Imagine that you have suddenly been accused of a crime. The news media catches wind and publishes the accusation and writes about you in an unflattering manner. Determined to dig up evidence, police and reporters alike plumb through your personal life and try to interview anyone who might dislike you. Your employer, not wanting bad press for employing someone accused of a crime, either fires or suspends you. Friends stop calling and people distance themselves. It doesn’t matter whether or not you are completely innocent: Being accused of a crime is a tremendous burden. Many people view an accusation as automatically truthful.

The extreme burdens imposed by merely being accused of a crime make it imperative that everyone enjoys the right to a fair trial. According to Cornell University Law School, Americans’ right to a fair trial is covered in the sixth amendment of the U.S. Constitution. All citizens are guaranteed “a speedy and public trial, by an impartial jury…to be informed of the nature and cause of the accusation; to be confronted with the witnesses against him; to have compulsory process for obtaining witnesses in his favor, and to have the assistance of counsel for his defense.”

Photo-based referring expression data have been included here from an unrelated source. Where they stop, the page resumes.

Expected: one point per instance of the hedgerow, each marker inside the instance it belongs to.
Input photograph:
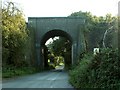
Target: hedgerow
(97, 71)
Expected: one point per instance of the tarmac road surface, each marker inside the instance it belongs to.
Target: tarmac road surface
(49, 79)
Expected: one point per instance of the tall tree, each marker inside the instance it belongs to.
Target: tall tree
(14, 34)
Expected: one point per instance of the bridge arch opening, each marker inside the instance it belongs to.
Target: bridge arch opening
(67, 50)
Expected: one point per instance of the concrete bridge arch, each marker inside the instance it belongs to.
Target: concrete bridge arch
(43, 28)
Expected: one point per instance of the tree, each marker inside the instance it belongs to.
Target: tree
(14, 35)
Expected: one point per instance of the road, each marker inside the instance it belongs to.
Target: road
(48, 79)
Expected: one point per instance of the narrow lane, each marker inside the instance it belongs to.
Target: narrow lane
(49, 79)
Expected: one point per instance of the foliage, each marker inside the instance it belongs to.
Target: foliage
(60, 48)
(98, 31)
(99, 71)
(14, 36)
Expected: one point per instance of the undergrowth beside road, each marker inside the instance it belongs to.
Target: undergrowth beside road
(97, 71)
(9, 72)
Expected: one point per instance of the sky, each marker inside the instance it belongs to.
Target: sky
(63, 8)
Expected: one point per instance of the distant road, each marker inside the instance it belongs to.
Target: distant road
(49, 79)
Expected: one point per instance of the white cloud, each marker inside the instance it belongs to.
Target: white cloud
(52, 8)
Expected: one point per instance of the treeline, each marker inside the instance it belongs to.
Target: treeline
(103, 69)
(100, 31)
(16, 42)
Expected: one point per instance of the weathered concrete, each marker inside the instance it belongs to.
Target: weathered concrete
(43, 28)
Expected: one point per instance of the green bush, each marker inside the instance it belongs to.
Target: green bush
(99, 71)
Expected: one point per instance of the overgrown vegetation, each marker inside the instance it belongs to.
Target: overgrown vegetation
(97, 71)
(16, 43)
(101, 70)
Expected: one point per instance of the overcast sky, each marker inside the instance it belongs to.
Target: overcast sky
(63, 8)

Simply put, you have the right to a public trial by jury in which you and your attorney have access to all evidence against you and may present witnesses on your behalf.

These guarantees were put in the U.S. Constitution because many of the European states from which America’s early colonists originated had no such guarantees. Instead, heavy-handed autocracies, often monarchies, treated their citizens cruelly. Punishments were draconian, trials were simply rubber-stamps for king-appointed prosecutors or officers of the court, and often people were imprisoned, or even executed, without knowing the charges against them. Life in Europe up through the end of the 18th century was, to say the least, sometimes tough. In establishing a new nation, the founding fathers wanted to ensure that the new United States of America would not devolve into an oppressive autocracy like many countries in Europe.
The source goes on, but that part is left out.